PART III: Data Acquisition Issues with Webscraping

Web Scraping College Course Descriptions

Websites for colleges are vastly different from one another in terms of HTML structure and website layout. For example, for some colleges, when navigating to their course descriptions page, the page itself will contain links to PDFs.

Figure 1: Course description page for Angelo State University

When accessing the course description page for other colleges, the descriptions will be on the page itself instead of on a PDF as shown on Figure 2.

Figure 2: Three of the concentration requirements for the Masters of Accounting program taken from the Appalachian State University website Another plan that the team had in mind was to ignore the websites themselves and just parse through the course catalog PDFs for all of the colleges with graduate accounting programs. However, we ran into a similar problem where even the PDFs themselves were vastly different from one another in terms of layout if we compare Figure 3 to Figure 4.
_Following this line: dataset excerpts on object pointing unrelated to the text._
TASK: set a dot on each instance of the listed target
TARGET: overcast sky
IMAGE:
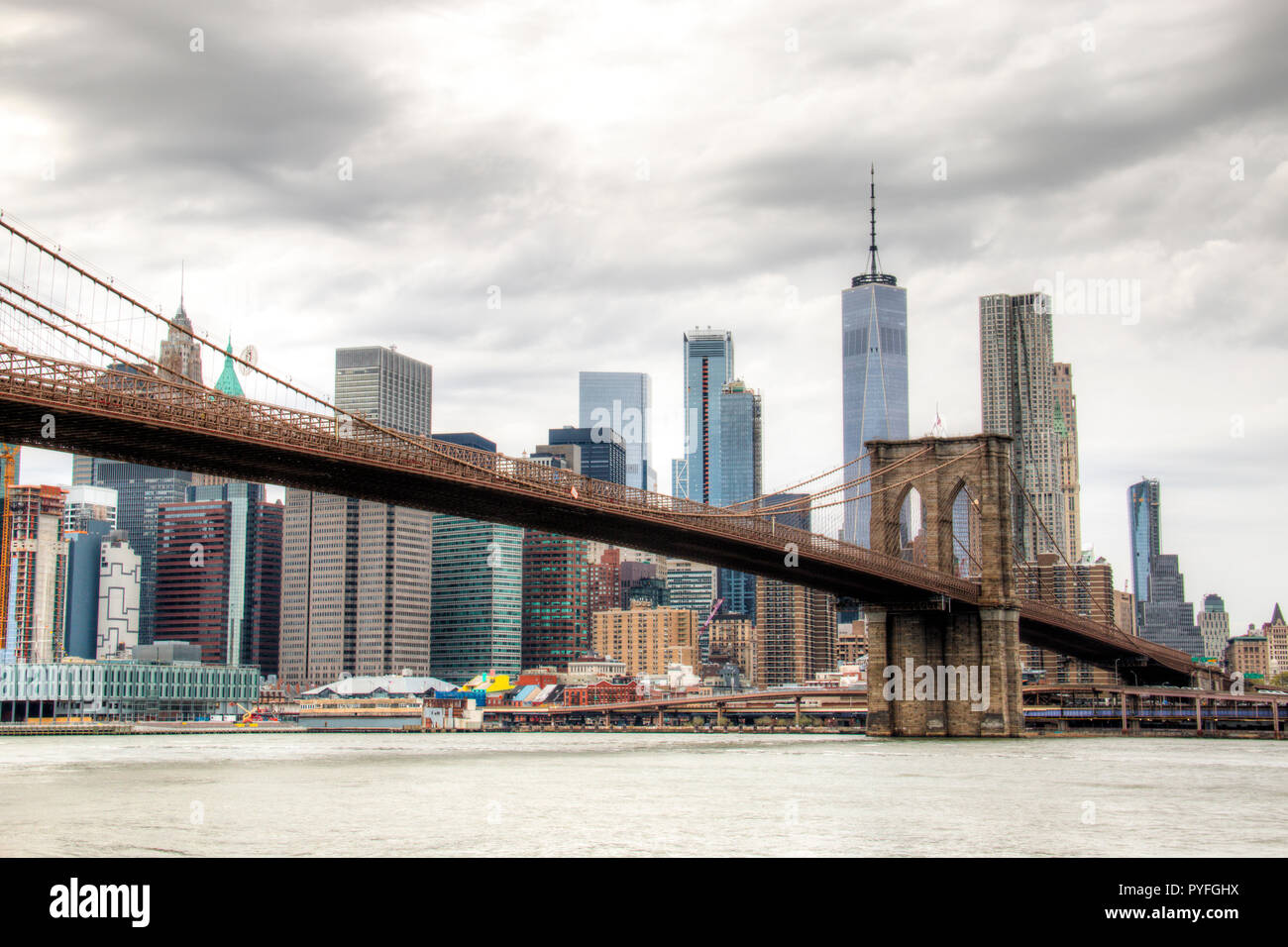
(623, 171)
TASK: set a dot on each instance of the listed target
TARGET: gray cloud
(626, 174)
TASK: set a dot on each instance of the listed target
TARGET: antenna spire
(872, 211)
(874, 272)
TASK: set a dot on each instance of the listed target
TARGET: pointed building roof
(228, 382)
(180, 315)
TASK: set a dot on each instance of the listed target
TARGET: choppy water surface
(259, 793)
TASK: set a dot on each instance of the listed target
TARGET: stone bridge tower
(969, 652)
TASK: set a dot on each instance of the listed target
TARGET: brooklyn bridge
(78, 373)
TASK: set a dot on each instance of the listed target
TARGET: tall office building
(8, 478)
(393, 624)
(84, 554)
(386, 386)
(1214, 626)
(604, 578)
(797, 633)
(477, 615)
(141, 489)
(1018, 398)
(39, 561)
(600, 453)
(394, 573)
(219, 575)
(622, 402)
(1167, 617)
(1067, 433)
(874, 373)
(180, 352)
(707, 368)
(86, 504)
(1144, 517)
(1085, 587)
(320, 587)
(741, 474)
(797, 628)
(119, 579)
(356, 575)
(691, 585)
(555, 599)
(478, 599)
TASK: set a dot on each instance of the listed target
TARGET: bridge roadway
(178, 425)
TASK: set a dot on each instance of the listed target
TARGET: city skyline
(990, 234)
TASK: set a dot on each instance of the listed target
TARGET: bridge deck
(170, 424)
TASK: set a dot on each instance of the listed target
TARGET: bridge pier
(932, 672)
(944, 674)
Figure 3: A snippet of the graduate accounting course descriptions for Angelo State University taken from the 2019-2020 graduate catalogue

Figure 4: A snippet of the graduate account course descriptions for Bay Path University taken from the 2019 - 2020 graduate catalogue

Based on these caveats that the team encountered when exploring the possibility of web scraping for college course descriptions, the team decided that it would be best to just use the data that was collected from Dr. Foy’s students which was manually copy and pasted.

Conclusion

By mining course descriptions words and joining them with vectors of desired skills, we successfully built a recommender system with a few key predictors. We extended the model by adding geocoding and mapping features to perform basic cluster analysis. From a visualize overview centered on the Eastern U.S. coastline, we can observe clustering of the schools predominently in the northeast: NYC Metro, Boston Metro and the Philadelphia Metro areas. Also North Carolina and Florida show significant clustering. Constructing a database of courses from schools probably would not be as efficient as copying and pasting data directly from the sshool’s websites.

We can further extend the model and add other aspects into the model such as tuition costs, post graduate employment percentage and national university ranking.

Note, some colleges did not publish course descriptions so they were penalized by the recommender system.